The language in the final solicitation package left out any description of evidence regarding objections to the plan, including that presented by unions and retiree groups at the Sixth Circuit Court Appeals.
Regarding those appeals, the package said only:
“GRS, PFRS, the Retiree Committee, several unions and several associations representing the City’s retirees have appealed from the Bankruptcy Court’s ruling that found the City to be eligible to file its bankruptcy case and also held that accrued pension benefits could be reduced. The appeals are pending before the United States Court of Appeals for the Sixth Circuit.
The Outside Funding of $816 million will not be available for GRS or PFRS if these appeals continue. The Outside Funding will only be available if these appeals are resolved, dismissed or withdrawn prior to approval of the Plan.
If the appeals continue and are successful and no further appeals or other legal actions are taken, then either the City’s bankruptcy case may be dismissed (and no plan would be confirmed), or the appellate court may hold that, although the City may pursue a restrucfuring in this bankruptcy case, it cannot reduce or impair your pension (and the Plan could not be confirmed). In either case, the Outside Funding of $816 million would not be available for GRS and PFRS.

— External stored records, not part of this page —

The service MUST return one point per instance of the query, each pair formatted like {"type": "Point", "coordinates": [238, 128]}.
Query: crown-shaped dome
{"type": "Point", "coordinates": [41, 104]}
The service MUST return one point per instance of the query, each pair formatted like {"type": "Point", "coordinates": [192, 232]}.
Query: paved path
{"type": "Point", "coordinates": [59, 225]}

Even if the appellate court decides that the City cannot legally reduce your pension, the City’s financial problems mean that it would still not have enough money to make the required pension contributions to GRS or PFRS. So you would still not be assured of receiving a full pension payment even if you had a legalright to a full pension payment.
If the appeals are unsuccessful and no further appeals or other legal actions are taken, then the Plan as written will be unaffected.”
Many of the attendees at the DCCAER meeting said they had filed individual objections to the voting procedures with Rhodes. Williams told the group that the voting procedures violated federal election law.
Cecily McClellan, a leader of the DCCAER, said the group had filed a Freedom of Information Act Request to obtain the complete list of names and addresses of retirement system members, and repeatedly asked the DGRS for the list, to no avail. The DCCAER earlier issued a statement strongly objecting to the plan, titled “GRAND THEFT or Grand Bargain,” and went city-wide with caravans including U-Haul trucks with “VOTE NO” banners.
During the meeting, attendees signed numerous other objections drafted by Aleem and Williams. Plans were laid to seek legal and other recourse to invalidate the vote and “derail the bankruptcy” as Dentons attorney Carol Neville put it, while excusing her failure to seek recourse against the city’s failure to fully disclose on the ballots and in the solicitation package that it had added 6.75 percent interest to the Annuity Savings Plan recoupments.
The agreement of major unions representing municipal workers, and their retirement systems and groups, to wipe out their appeals of a bankruptcy eligibility decision that puts millions of retirees across the U.S. in jeopardy is reprehensible, and likely represents the most major sell-out of workers by their elected officials in U.S. history.